Skukuza houses a day camp for day visitors with a convenience store onsite and a swimming pool however you need to pay a fee to enter the swimming area. Alongside the day camp is Selati Bridge which is home to the prestigious Kruger Shalati, a train still stationed on a dormant railway line, which has now been converted into a luxury hotel- not suitable for children but a must-do for adults. In this compound, there is also a play area, a train-themed restaurant, a 360 cinema, and a coffee shop.
Although the park goes further north, we stuck to the southern part and continued towards Lower Sabie which is notorious for its abundant wildlife. An added plus of this spot is the wudhu and salaah facilities which have been built for the benefit of the Muslim community and again a variety of tourist shops make it a comfortable stop with kids. A useful facility at each stop is the sightings board which is regularly updated so that you know what to look out for in a particular region.

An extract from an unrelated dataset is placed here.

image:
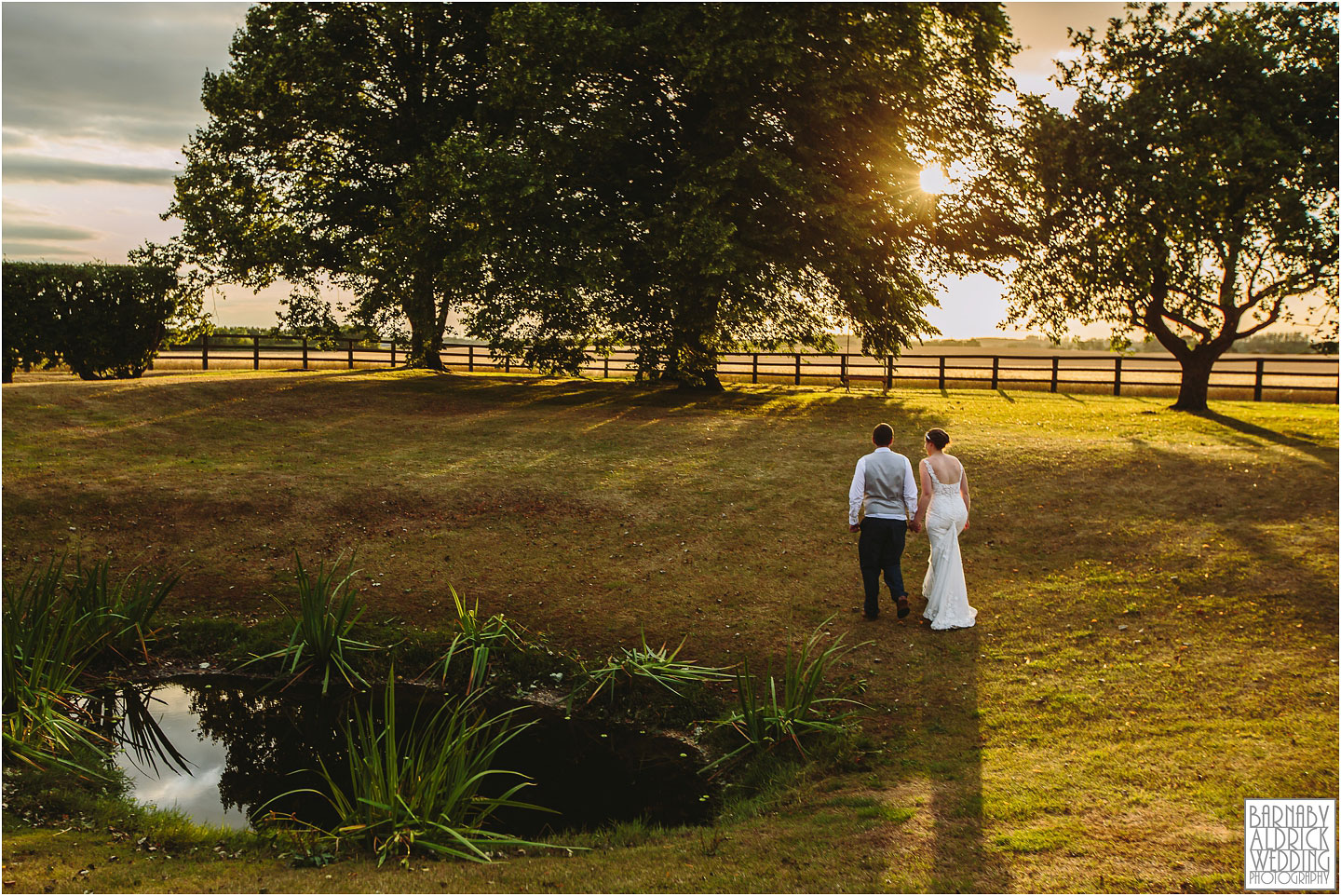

Our next stop was Crocodile Bridge which is about 35km away. The stop at Crocodile bridge is very minimal but is also an exit point from which we exited. Exiting at Crocodile bridge places you about 2 hours away from Hazyview so a significant amount of ground is covered in the park but you are also a mere 10mins away from the Mozambican border.
TIP- carry your passports along and make a trip to Mozambique. From the border, Maputo the capital city is only 1 hour away where you can enjoy tropical beaches, prawns, and cashew nuts –all indigenous to the country.